Understanding Akka’s Quarantine State

At Credit Karma, my team maintains a service powered by a multi node Akka cluster. Akka is a framework for building distributed, concurrent, and message-driven systems in Scala. It helps us easily scale our service, and gives us some resilience when problems inevitably happen in production. In this post, I'll cover two problems - auto down, and quarantine - and share what we learned when we had problems.

One day, all large number of requests going to our service started failing. Looking at our monitoring tool, we saw that the one of the nodes that listens for REST calls was no longer making calls to other nodes in the cluster. So we started digging though our logs to try and figure out what happened. This is what we found:

WARN Cluster Node [akka.tcp://***] - Marking node(s) as UNREACHABLE [Member(address = akka.tcp://***, status = Up)]
INFO Cluster Node [akka.tcp://***] - Leader is auto-downing unreachable node [akka.tcp://***]
INFO Cluster Node [akka.tcp://***] - Marking unreachable node [akka.tcp://***] as [Down]
INFO Cluster Node [akka.tcp://***] - Leader is removing unreachable node [akka.tcp://***]
WARN Tried to associate with unreachable remote address [akka.tcp://***]. Address is now gated for↩
  5000 ms, all messages to this address will be delivered to dead letters. Reason: [The remote system↩
  has quarantined this system. No further associations to the remote system are possible until this↩
  system is restarted.]
...

As a new user of Akka, I had never seen something like this happen before let alone know what it means when a node gets quarantined. But the error message was clear enough; we needed to restart that node's actor system to fix it. After that, everything was back to normal and the task switched from firefighting to investigation, starting with what the heck quarantine actually means.

Quarantine

An actor system can be placed in a quarantine state when a remote actor system determines that further communication to that system would be harmful. It does this by dropping all incoming messages from, and outgoing messages to the quarantined actor system. The Akka documentation lists three reasons why a node would become quarantined:

System message delivery failure

Remote DeathWatch trigger

Cluster MemberRemoved event

This is a pretty short list without a ton of information, so let's dig into each one of them.

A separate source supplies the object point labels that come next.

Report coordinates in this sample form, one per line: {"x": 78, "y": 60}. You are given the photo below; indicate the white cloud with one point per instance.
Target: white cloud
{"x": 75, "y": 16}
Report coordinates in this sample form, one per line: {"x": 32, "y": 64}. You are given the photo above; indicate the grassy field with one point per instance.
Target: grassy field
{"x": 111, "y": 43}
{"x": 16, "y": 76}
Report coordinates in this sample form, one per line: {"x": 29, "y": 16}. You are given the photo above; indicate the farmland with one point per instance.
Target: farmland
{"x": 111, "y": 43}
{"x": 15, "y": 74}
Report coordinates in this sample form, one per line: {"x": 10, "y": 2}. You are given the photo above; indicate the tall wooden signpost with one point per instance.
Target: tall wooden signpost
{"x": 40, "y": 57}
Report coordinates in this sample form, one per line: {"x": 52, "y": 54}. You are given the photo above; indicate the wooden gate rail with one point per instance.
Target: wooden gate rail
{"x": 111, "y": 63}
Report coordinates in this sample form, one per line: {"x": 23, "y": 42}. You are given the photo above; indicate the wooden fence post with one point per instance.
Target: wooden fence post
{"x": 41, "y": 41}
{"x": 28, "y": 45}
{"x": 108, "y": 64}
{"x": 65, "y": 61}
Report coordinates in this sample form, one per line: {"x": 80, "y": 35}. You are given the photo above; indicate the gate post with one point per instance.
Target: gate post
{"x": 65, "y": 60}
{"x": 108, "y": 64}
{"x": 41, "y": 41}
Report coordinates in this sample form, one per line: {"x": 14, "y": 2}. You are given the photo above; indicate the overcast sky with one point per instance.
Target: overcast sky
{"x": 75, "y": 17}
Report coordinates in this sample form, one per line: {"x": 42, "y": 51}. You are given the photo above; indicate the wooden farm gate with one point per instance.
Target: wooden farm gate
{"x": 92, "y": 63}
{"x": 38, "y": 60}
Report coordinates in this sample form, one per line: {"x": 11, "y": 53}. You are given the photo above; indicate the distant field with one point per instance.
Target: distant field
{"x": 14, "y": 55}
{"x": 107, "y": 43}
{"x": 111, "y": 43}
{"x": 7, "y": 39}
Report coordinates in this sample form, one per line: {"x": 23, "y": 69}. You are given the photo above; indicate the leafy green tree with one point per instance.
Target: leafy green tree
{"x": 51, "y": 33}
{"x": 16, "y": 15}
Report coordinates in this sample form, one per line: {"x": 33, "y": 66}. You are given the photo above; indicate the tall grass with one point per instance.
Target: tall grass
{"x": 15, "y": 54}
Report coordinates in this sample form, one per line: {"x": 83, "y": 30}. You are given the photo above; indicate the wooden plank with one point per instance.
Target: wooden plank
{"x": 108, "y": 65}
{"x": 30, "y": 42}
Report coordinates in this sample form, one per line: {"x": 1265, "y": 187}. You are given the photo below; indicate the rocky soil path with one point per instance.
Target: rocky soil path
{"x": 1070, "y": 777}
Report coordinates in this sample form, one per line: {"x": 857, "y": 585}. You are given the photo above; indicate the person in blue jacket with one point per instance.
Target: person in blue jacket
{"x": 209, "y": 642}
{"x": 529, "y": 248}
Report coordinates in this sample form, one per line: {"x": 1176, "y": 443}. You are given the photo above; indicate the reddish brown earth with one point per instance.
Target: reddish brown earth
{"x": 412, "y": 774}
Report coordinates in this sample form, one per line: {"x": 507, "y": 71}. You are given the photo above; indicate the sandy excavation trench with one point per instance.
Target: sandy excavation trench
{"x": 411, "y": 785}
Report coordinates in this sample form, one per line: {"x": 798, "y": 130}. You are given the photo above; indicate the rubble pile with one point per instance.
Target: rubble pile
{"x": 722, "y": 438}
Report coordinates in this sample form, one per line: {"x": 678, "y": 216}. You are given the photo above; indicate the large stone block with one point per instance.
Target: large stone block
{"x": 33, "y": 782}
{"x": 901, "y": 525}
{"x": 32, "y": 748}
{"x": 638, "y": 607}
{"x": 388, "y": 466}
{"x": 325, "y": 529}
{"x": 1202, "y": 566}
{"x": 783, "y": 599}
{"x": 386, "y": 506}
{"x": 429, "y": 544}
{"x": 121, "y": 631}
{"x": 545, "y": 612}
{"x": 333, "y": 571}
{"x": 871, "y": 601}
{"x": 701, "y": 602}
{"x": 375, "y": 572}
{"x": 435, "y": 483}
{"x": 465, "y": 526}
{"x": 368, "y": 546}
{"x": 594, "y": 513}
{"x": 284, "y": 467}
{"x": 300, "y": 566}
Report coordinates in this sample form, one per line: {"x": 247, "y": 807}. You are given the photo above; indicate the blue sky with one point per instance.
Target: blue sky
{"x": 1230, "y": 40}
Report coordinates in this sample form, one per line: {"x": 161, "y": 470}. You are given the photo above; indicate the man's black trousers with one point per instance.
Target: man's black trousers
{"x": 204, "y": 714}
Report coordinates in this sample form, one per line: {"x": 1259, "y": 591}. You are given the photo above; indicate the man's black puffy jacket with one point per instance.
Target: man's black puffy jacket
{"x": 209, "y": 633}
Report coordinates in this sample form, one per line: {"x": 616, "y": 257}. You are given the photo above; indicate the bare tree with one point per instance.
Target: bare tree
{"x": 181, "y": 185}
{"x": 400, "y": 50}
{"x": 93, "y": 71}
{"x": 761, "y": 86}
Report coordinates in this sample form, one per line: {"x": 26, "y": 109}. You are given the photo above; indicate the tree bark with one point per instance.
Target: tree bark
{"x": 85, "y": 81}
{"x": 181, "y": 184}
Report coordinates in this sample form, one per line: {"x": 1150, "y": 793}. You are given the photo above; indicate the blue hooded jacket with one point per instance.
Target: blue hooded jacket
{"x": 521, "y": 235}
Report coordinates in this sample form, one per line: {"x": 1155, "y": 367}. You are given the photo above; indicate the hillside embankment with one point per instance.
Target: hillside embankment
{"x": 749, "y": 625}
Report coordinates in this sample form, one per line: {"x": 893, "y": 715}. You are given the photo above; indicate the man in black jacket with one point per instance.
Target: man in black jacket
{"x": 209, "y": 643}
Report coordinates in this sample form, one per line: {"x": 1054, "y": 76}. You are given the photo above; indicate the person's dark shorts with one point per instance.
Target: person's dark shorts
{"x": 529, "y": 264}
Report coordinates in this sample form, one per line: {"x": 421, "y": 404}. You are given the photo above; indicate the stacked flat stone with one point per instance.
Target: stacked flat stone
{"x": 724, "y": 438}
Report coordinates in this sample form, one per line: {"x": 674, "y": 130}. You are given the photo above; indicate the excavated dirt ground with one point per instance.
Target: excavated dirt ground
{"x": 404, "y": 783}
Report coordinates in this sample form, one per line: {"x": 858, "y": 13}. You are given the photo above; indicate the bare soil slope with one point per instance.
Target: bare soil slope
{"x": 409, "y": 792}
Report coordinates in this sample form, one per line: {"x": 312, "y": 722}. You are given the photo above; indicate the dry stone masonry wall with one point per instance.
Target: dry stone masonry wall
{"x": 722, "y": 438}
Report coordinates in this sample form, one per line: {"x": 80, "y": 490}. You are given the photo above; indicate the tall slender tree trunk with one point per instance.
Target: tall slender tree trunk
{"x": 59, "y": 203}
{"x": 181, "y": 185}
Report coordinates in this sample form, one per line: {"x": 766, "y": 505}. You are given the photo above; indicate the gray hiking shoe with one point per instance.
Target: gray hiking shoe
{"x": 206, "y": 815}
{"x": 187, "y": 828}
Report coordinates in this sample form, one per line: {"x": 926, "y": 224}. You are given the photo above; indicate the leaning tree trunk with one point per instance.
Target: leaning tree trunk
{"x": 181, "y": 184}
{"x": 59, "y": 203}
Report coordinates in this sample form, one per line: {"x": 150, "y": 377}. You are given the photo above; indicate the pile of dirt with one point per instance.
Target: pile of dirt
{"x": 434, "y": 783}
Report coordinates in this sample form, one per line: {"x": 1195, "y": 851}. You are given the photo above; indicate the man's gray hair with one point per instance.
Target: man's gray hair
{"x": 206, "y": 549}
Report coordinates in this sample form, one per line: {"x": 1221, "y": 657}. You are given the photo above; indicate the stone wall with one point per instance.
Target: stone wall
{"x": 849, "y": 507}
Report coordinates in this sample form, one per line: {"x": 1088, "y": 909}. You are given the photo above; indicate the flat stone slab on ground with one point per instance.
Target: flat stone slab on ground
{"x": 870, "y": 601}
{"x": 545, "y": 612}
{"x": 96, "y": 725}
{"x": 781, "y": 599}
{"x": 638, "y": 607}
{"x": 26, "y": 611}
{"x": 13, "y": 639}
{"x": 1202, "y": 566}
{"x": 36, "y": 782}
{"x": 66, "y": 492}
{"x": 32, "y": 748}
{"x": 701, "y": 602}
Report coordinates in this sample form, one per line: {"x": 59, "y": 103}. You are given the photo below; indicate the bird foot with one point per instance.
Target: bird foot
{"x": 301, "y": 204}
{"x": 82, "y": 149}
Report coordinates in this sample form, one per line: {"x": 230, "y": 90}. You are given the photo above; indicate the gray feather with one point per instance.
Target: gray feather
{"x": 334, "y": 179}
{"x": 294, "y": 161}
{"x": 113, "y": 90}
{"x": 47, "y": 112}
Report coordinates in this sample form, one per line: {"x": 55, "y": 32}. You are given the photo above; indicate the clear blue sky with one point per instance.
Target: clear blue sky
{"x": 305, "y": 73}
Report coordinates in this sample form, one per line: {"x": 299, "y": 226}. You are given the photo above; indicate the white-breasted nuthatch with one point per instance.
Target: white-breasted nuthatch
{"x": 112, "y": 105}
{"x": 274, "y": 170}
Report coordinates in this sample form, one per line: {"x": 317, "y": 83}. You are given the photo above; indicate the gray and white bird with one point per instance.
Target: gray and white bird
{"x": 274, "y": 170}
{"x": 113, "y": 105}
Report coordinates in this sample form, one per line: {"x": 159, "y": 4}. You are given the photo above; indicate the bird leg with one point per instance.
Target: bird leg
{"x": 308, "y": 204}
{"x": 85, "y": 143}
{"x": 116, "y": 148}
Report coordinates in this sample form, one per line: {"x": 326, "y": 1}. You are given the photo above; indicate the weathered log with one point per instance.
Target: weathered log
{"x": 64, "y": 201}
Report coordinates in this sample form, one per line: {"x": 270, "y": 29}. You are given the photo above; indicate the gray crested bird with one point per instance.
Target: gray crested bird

System message delivery failure

This one is less specific than the other two so we will start with it. The code that powers it can be found here:

case HopelessAssociation(localAddress, remoteAddress, Some(uid), reason) =>
  log.error(reason, "Association to [{}] with UID [{}] irrecoverably failed. Quarantining address.",
    remoteAddress, uid)
  settings.QuarantineDuration match {
    case d: FiniteDuration =>
      endpoints.markAsQuarantined(remoteAddress, uid, Deadline.now + d)
      eventPublisher.notifyListeners(QuarantinedEvent(remoteAddress, uid))
    case _ => // disabled
  }
  Stop

HopelessAssociation is an exception that is thrown when Akka gives up trying to associate a node with a cluster. There are a few cases where this can happen, but it's all pretty deep in the internals of Akka. Suffice to say, the application logic of your code will most likely not be the cause of this quarantine.

Remote DeathWatch trigger

In addition to the normal actor death watch mechanism, the remote death watch system augments itself with a periodic heartbeat to detect when a remote actor has failed due to a network problem or a remote JVM crash.
The code that powers this transition is shown here:

def reapUnreachable(): Unit =
  watchingNodes foreach { a =>
    if (!unreachable(a) && !failureDetector.isAvailable(a)) {
      log.warning("Detected unreachable: [{}]", a)
      quarantine(a, addressUids.get(a))
      publishAddressTerminated(a)
      unreachable += a
    }
  }

reapUnreachable() is called periodically by a schedule call higher up in the same file. If an actor is watching another actor on a remote actor system and the failure detector has deemed it unavailable, then the watched actor system becomes quarantined. This is an important distinction because if a remote actor system becomes temporarily unreachable, but nothing is watching it, it will not become quarantined.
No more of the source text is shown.